Speaking to news agency ATS, Gilles Cornut of the Vaud federation of winegrowers said that the abundance of Suzukii flies throughout Switzerland at the end of August gave vineyard owners “cold sweats” and resulted in grape losses of two to four percent.

The damage is limited, however, due to the cold nights during September which killed off some of the flies.

Vaud winegrowers – whose harvests start in earnest this week – are also using a biological substance containing kaoline to fight the bug, which Cornut stressed would have no impact on the quality of the grape.

The presence of the fly significantly increases the workload for winegrowers, who must react quickly to harvest or treat unaffected grapes.

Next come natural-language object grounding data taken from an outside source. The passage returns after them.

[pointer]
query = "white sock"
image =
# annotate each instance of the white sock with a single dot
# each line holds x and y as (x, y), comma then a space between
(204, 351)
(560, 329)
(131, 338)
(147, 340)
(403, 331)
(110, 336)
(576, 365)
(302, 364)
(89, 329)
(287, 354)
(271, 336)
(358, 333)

“We’ve had a real invasion,” commented Markus Leumann, head of a Swiss-German working group tackling the problem, to ATS.

Winegrowers in ten Swiss-German cantons have, for the first time, resorted to insecticides to combat the fly, the only method considered effective enough.

Nevertheless Switzerland can expect a good harvest this year following an autumn of warm, sunny weather, said Cornut.  

The last three weeks of September were decisive, with hot days and cold nights helping to develop flavour in the grapes.

Conditions in June, when the vines were starting to bud, were also ideal.

This year’s positive news will be a relief to wine fans, after last year’s bad weather resulted in the worst harvest since 1980.

Just under 84 million litres of wine were produced in Switzerland in 2013, a 16.5 percent decrease on 2012.

Most of Switzerland’s wine is produced in the cantons of Geneva, Valais, Vaud, Neuchâtel and Ticino, with a minority of vineyards in Swiss-German cantons.

Swiss wine is mostly consumed domestically, with only around one percent exported.